Pranzo di Ferragosto

macchina dell'assunta

Door een artikel dat ik las over eten in Italië dwaalden mijn gedachten af naar een snikhete zomer die ik ooit in het zuiden van Toscane doorbracht. Het was iedere dag tussen de 40 en 44 graden. Bij elke beweging die je maakte, brak het zweet je aan alle kanten uit. Om af te koelen reden we met de autoraampjes geopend door de bergen. Of we zaten in het huis met de luiken gesloten naar de Palio te kijken. Buiten zitten was geen optie. Omdat er een grote kudde schapen in de buurt rondzwierf was het vergeven van de steekvliegen. Als je snel naar de auto heen en weer liep had je zo 20 steken op je benen te pakken.

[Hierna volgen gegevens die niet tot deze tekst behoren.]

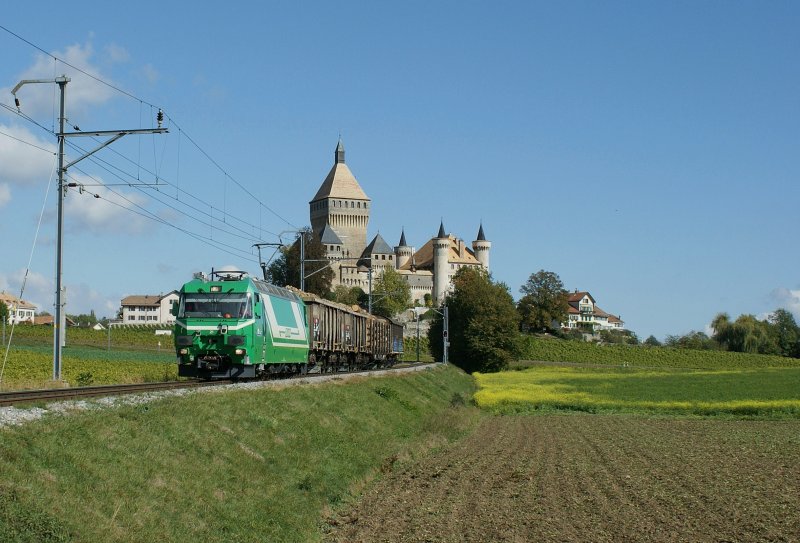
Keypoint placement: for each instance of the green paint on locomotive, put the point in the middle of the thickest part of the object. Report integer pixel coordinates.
(238, 328)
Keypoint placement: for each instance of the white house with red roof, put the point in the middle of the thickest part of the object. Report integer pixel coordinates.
(584, 314)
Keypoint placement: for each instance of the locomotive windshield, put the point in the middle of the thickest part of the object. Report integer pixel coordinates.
(216, 305)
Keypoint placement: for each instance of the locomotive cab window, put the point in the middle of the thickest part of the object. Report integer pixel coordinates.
(216, 305)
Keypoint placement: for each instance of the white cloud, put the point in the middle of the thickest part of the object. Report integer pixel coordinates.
(23, 164)
(82, 91)
(5, 194)
(39, 290)
(788, 299)
(117, 53)
(112, 212)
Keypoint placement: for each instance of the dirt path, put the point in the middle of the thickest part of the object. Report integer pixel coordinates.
(592, 478)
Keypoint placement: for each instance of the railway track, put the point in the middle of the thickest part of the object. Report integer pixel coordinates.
(76, 393)
(60, 394)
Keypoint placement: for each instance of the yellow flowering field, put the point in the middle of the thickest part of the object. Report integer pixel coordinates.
(743, 392)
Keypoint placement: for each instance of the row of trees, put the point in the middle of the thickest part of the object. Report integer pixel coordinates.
(777, 334)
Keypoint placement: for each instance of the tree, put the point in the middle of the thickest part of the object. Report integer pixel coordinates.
(544, 304)
(693, 340)
(785, 333)
(651, 341)
(391, 294)
(285, 271)
(483, 323)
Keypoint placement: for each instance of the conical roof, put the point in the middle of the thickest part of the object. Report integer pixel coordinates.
(329, 236)
(340, 182)
(378, 246)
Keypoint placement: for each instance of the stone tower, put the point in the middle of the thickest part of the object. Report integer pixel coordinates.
(441, 274)
(481, 248)
(403, 251)
(341, 203)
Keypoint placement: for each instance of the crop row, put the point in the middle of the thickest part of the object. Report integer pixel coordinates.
(555, 350)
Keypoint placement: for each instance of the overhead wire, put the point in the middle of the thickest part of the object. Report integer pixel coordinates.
(173, 121)
(142, 187)
(27, 271)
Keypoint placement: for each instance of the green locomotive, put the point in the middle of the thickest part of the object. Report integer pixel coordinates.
(232, 326)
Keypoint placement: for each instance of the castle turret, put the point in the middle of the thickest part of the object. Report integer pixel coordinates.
(441, 273)
(341, 203)
(403, 251)
(481, 248)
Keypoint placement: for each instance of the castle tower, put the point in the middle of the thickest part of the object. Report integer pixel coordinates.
(341, 203)
(441, 273)
(481, 248)
(402, 251)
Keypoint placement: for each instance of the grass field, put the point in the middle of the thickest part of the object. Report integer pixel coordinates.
(754, 392)
(260, 465)
(557, 350)
(32, 367)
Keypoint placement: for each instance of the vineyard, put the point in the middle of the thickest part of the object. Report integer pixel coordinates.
(555, 350)
(90, 357)
(758, 392)
(135, 337)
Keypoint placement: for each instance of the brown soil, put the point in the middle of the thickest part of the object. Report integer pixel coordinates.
(592, 478)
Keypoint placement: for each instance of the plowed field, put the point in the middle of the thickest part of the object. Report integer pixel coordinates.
(592, 478)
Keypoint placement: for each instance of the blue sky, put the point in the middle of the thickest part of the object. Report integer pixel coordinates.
(648, 152)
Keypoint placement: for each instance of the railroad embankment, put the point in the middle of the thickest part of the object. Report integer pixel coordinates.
(244, 465)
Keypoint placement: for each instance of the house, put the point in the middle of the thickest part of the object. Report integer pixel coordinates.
(18, 310)
(149, 308)
(583, 313)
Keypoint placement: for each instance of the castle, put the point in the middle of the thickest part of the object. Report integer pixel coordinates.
(339, 217)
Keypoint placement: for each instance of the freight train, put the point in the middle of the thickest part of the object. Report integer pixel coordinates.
(233, 326)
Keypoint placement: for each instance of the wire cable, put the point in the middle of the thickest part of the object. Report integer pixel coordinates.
(27, 270)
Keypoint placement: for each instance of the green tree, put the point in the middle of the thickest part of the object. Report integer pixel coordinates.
(695, 340)
(652, 341)
(544, 304)
(785, 333)
(285, 270)
(391, 294)
(746, 334)
(483, 323)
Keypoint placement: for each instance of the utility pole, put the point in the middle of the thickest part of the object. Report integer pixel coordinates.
(62, 193)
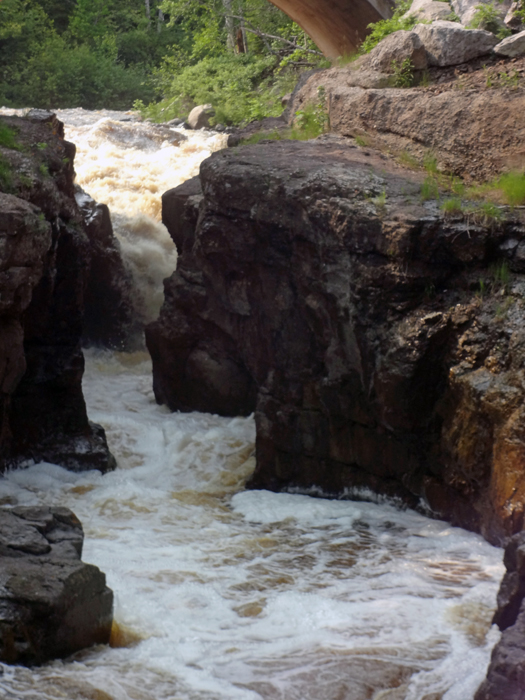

Op 15 augustus maakten we weer eens zo’n verkoelende bergtocht. We passeerden een dorpje en vonden dat een geschikte plek om even iets te gaan drinken. Het was druk in het dorp. En iedereen was op z’n zondags gekleed. Omdat we steeds groepjes mensen een steeg in zagen verdwijnen werden we nieuwsgierig. Onopvallend sloten we ons bij een groep aan en liepen met ze mee. Zo kwamen we uit bij de kerk. Daar stond het hele dorp te wachten.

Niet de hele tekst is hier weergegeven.